Existing criminology is insufficient to isolate barbarism. It is insufficient because the idea of "crime" in existing criminology is artificial, for what is called crime is really an infringement of "existing laws", whereas "laws" are very often a manifestation of barbarism and violence. Such are the prohibiting laws of different kinds which abound in modern life. The number of these laws is constantly growing in all countries and, owing to this, what is called crime is very often not a crime at all, for it contains no element of violence or harm. On the other hand, unquestionable crimes escape the field of vision of criminology, either because they have not recognized the form of crime or because they surpass a certain scale. In existing criminology there are concepts: a criminal man, a criminal profession, a criminal society, a criminal sect, and a criminal tribe, but there is no concept of a criminal state, or a criminal government, or criminal legislation. Consequently what is often regarded as "political" activity is in fact a criminal activity.

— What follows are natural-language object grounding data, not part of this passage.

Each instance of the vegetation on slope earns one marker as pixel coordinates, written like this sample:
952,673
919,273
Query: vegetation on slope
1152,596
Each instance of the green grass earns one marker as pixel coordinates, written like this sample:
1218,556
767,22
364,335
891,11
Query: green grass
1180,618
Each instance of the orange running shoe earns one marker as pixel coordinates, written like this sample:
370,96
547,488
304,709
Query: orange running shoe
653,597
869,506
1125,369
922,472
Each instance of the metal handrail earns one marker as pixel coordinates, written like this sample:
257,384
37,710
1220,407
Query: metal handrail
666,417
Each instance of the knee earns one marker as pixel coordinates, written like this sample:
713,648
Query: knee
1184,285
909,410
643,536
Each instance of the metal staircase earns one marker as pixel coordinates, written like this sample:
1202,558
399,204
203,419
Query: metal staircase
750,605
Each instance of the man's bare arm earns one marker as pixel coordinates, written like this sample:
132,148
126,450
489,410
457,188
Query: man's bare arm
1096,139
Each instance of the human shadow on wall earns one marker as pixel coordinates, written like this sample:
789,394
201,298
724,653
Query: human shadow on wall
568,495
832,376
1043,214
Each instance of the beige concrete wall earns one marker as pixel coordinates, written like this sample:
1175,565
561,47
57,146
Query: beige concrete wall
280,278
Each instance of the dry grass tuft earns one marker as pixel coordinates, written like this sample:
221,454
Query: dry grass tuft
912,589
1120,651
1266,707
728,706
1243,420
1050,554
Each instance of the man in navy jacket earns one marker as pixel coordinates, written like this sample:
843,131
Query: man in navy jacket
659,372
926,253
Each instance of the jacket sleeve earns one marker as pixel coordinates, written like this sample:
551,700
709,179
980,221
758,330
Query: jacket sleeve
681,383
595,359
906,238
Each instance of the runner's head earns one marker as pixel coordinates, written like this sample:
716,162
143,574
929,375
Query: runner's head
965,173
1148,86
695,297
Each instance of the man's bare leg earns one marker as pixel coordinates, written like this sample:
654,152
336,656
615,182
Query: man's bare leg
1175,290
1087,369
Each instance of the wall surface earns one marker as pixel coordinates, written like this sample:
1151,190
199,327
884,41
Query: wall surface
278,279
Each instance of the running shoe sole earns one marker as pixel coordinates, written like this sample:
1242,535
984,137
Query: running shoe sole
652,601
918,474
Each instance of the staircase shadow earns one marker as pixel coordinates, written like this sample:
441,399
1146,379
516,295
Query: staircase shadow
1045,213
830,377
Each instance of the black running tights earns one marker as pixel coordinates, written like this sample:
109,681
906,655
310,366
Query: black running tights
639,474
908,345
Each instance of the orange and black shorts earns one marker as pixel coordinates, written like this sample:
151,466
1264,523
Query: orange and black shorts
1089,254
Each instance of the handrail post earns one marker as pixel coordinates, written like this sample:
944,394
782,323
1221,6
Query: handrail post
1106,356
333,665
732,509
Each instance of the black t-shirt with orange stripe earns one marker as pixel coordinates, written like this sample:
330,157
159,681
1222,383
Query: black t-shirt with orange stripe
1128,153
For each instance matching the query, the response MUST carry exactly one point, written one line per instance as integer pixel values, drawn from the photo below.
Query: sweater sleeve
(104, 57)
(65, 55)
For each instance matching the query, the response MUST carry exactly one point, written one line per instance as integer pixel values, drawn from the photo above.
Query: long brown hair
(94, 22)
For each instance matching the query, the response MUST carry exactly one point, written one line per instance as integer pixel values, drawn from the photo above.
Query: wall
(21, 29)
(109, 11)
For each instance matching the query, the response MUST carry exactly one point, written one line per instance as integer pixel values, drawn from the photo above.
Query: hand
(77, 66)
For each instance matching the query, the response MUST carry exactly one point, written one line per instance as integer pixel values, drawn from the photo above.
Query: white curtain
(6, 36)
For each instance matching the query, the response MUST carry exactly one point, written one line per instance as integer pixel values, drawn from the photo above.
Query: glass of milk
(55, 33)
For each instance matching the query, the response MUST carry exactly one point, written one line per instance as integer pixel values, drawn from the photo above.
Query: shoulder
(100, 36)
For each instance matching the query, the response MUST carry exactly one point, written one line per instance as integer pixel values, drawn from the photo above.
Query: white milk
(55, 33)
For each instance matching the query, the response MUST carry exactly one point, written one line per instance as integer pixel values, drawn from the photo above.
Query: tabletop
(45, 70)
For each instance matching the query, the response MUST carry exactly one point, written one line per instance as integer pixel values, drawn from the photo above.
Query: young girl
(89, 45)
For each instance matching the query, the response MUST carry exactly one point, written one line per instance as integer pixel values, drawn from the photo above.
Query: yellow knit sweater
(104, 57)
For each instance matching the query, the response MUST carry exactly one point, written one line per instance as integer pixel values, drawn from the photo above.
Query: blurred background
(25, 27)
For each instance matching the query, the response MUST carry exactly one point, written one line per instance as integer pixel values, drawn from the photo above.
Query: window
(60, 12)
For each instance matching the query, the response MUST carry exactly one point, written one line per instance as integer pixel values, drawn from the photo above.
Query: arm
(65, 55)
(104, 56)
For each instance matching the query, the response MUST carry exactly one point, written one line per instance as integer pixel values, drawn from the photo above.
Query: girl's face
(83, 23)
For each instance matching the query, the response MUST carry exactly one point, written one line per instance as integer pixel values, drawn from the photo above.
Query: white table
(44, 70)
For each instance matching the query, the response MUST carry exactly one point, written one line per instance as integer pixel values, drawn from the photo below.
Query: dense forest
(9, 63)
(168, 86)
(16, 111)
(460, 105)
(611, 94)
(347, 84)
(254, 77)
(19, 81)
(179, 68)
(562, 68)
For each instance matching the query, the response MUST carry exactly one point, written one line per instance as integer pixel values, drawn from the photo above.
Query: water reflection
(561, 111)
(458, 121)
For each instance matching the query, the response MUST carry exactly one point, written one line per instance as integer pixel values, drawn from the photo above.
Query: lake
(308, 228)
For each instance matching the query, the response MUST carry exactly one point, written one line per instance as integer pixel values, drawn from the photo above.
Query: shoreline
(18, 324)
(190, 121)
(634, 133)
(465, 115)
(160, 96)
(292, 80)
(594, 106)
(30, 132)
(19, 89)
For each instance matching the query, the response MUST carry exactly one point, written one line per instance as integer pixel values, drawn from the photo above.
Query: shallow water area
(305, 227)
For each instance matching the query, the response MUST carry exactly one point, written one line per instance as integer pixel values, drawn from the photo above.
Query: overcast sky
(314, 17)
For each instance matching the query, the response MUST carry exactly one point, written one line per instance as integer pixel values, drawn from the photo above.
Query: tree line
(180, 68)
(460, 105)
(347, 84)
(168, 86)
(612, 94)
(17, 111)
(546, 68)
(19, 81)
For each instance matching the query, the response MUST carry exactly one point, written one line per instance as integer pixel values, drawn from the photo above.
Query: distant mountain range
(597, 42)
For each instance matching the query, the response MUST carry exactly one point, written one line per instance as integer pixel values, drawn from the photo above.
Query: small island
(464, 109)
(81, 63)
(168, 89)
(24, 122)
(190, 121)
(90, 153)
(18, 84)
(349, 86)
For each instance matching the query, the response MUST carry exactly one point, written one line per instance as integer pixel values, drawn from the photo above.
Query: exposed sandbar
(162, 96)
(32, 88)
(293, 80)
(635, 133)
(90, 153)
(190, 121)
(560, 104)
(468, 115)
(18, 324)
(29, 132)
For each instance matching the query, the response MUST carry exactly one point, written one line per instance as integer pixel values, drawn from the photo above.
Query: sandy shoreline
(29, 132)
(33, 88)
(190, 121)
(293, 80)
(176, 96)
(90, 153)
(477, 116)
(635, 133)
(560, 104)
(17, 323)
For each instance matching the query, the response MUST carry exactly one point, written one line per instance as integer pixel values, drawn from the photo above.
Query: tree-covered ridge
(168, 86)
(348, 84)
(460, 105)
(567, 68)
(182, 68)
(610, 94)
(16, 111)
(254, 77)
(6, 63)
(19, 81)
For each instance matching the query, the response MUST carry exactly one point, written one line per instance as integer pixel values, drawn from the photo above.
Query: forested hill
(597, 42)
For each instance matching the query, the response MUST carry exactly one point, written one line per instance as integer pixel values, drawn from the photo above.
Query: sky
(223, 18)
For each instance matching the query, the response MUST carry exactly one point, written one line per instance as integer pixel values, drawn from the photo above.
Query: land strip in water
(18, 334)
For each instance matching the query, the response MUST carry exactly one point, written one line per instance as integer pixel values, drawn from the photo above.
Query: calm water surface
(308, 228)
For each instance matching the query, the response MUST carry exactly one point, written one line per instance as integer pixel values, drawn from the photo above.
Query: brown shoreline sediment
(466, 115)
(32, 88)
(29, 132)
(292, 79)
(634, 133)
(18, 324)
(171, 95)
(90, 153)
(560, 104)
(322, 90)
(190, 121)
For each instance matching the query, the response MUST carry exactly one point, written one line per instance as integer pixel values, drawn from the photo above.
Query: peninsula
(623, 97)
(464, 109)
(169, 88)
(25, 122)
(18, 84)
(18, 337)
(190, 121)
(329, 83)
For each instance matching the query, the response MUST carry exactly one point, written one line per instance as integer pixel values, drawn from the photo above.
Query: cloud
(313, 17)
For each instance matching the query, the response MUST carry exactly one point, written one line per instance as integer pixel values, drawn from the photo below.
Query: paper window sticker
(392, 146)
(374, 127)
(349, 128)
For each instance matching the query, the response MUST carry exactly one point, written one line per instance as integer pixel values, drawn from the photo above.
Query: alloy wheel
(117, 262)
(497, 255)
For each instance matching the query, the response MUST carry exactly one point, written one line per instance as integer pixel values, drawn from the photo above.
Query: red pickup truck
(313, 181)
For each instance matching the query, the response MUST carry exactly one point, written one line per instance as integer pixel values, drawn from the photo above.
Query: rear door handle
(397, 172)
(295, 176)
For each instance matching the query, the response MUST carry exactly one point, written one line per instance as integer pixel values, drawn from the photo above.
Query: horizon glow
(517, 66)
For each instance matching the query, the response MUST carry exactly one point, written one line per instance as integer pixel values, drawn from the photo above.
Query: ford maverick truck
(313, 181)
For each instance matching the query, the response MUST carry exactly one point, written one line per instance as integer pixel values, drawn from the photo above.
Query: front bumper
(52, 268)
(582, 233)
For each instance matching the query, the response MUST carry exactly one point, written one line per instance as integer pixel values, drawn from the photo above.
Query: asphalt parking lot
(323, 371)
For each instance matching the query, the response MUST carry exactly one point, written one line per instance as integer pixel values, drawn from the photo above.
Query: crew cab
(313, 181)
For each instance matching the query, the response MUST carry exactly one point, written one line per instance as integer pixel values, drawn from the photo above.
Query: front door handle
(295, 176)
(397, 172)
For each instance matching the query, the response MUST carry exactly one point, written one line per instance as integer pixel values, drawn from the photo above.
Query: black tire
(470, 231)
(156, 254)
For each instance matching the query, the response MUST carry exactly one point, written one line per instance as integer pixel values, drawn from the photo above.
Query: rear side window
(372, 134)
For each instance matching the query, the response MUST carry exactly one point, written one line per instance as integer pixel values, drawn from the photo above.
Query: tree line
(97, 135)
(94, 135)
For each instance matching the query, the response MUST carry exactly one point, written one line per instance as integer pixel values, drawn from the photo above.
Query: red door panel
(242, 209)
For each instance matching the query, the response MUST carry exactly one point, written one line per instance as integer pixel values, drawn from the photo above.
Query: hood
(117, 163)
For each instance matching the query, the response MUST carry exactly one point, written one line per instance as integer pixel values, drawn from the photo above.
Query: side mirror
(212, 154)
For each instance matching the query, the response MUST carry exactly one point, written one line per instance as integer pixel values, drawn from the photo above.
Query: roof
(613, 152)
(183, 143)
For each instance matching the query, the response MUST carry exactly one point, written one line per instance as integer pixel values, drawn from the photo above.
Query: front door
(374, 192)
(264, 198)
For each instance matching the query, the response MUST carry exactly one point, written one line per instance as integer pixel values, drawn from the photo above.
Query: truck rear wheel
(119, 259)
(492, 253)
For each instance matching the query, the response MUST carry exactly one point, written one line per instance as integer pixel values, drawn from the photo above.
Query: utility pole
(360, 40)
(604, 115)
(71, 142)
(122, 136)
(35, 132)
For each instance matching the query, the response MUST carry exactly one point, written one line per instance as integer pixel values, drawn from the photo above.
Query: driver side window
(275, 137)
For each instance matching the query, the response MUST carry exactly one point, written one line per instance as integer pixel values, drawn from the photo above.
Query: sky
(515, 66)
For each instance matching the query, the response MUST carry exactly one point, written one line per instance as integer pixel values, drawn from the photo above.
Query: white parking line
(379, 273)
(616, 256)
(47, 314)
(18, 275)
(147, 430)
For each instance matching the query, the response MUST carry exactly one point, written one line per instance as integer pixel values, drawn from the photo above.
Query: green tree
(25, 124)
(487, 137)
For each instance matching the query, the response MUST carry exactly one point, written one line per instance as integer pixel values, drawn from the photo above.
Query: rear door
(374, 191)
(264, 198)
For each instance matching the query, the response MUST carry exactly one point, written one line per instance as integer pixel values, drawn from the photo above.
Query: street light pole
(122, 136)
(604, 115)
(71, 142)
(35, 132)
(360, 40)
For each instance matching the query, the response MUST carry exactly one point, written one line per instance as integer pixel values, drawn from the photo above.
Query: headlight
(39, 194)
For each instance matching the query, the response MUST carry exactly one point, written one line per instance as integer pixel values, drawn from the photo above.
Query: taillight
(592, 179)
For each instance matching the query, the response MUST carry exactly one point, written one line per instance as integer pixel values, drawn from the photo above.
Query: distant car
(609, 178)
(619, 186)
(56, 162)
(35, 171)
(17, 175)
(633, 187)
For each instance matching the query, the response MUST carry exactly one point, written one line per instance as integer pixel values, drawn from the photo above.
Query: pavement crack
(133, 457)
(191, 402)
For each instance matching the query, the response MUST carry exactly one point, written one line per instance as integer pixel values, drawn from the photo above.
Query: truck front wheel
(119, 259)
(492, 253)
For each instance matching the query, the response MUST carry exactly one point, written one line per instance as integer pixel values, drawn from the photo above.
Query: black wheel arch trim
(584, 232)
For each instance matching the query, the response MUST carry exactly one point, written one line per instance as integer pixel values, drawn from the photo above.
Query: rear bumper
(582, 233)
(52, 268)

This limitation of the field of vision of criminology together with the absence of an exact and permanent definition of the concept of crime is one of the chief characteristics of our culture.

 
P. D. Ouspensky
 

Yeah, I've got violence in me, but no negative violence. My violence is the violence of the free man who refuses to knuckle under. Creation is violent. Life is violent. Birth is a violent process. Tempests and earthquakes are violent movements of nature. My violence is the violence of life. It is not violence against nature, like the violence of the state, which sends your kids to the slaughterhouse, deadens your minds, and drives out your souls!